The webinar was hosted by Razvan Prunean, Representative, European Affairs at the Global Humanitarian Aviation Organisation (GHAO), who began by introducing GHAO and its work, and then introduced the panellists: Andrew Price – IATA Head of Global Baggage Operations; Andrew Kelly – President, ERA; Bernard Fragner – CEO, Globeair Austria.

Each speaker outlined their current challenges and then addressed the proposed roadmap to restarting aviation.

Andrew Price, IATA

Price focussed on baggage operations, with the importance of everyone working together and a need for consistent measures.

Aviation is a key driver of the global economy, yet is one of the industries worst hit. Air cargo has played a huge role in combatting the crisis, especially with its efforts in transport of medical equipment. There have been times when humanitarian efforts have been hindered.

IATA is recommending a risk-based, layered approach to the restart with measures based on scientific evidence and is not supporting blocking out middle seat.

Measures should be introduced upstream in the travel process, that is, anything that can be done at home.

Collaboration between industry and governments essential for a consistent approach.

Temporary measures can be introduced throughout the journey – starting from at home: health declarations, boarding passes, home printed bag tags, reducing number of touch points within airports – move things on to passengers own devices, queuing.

For the restart, we need to be clear what the rules are, allow time for people to prepare and process and be consistent.
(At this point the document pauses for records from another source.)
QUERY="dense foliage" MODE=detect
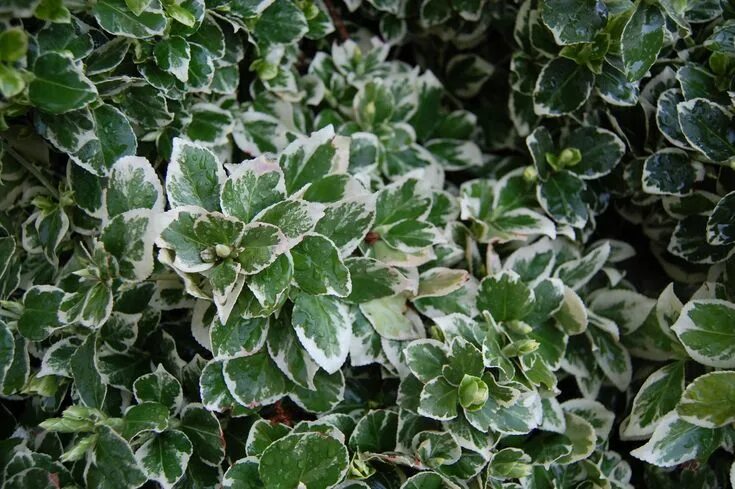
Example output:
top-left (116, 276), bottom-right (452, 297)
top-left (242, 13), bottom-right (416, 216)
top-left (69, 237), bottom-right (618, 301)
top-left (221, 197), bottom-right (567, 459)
top-left (0, 0), bottom-right (735, 489)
This what not always seen at shutdown stage and IATA would like to see improved for the restart.

No single measure will mitigate all risks but a range of measures will provide a layered solution in the immediate term.

Andrew Kelly, ERA

Kelly stated that it was time for action from the EC. He spoke about latest developments on the refund voucher system – moves by EC could put airlines out of business. The stressed that the industry has been devasted and this is still ongoing. Airlines will be vital to recovery. There is a need for joined-up thinking with sensible and realistic rules, and for more than just guidelines. The clearest ideas on operations have come from airlines and associations: for example disinfection, face masks, reducing in-flight service and temperature checking – practical mitigations.
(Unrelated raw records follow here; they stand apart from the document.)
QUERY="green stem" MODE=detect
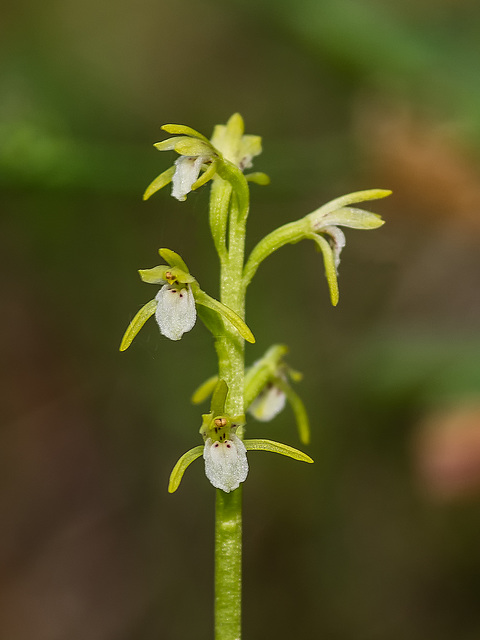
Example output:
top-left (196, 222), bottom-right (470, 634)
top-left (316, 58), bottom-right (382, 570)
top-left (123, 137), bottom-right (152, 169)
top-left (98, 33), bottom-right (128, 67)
top-left (215, 487), bottom-right (242, 640)
top-left (215, 152), bottom-right (248, 640)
There is a need for one voice on the return to normal. Kelly implored that the Commission listen to all stakeholders, and soon. Airlines want passengers back.

On cargo – Kelly pointed out that normal services are being pushed out by the transport of essential medical supplies, and that more capacity is needed. However, it is very hard to adapt to cargo operations – that’s why passenger conversions are happening. But cargo airlines can only do so much, and they are definitely not immune from the impacts of COVID-19.
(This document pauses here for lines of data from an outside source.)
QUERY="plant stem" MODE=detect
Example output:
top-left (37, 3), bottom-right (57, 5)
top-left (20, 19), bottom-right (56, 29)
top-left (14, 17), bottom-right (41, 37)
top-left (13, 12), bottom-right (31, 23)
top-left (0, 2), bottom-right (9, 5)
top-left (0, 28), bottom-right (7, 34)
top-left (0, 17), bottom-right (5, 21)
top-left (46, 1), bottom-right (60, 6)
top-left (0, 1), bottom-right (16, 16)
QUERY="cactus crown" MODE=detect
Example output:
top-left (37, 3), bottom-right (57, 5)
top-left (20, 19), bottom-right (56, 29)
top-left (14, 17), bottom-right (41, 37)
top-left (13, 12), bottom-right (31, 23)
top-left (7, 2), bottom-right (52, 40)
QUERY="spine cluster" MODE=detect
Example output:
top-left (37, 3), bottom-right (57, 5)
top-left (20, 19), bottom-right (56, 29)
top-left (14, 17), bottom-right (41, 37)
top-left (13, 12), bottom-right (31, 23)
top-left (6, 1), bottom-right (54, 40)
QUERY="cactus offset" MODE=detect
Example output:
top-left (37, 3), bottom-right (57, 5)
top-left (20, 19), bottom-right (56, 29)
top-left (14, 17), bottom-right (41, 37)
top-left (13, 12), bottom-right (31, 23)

Entire industry (including cargo) needs support to survive. Kelly outlined the impact of the crisis on the ASL Group. They had had several issues with quarantine/immigration measures – thanks to ERA lots of issues have been rectified.

Bernard Fragner, Globeair

Fragner gave a perspective from business aviation. His organisation, and others, have been involved with repatriation flights and have found that many restrictions have been imposed. Media reporting has sometimes been inaccurate which is not helpful. Business aviation has faced barriers in ground handling, from airport authorities, passenger perceptions and attitudes, crew training and education, supply chain, regulations – both aviation and health rules – it is not always easy to see what applies, and psychological barriers.

Fragner echoed the other panellists on the need for common rules and training guidelines, a feasible supply chain, tracing apps and use of green and red zones. He stressed the importance of industry communication about common measures.

Fragner said he was convinced this situation will last for at least a year, or until vaccination was available.

Again, he agreed that aviation was key to economic recovery.

 

Finally, the panellists took questions – including questions on industry collaboration, environmental concerns and caveats on the recovery and baggage.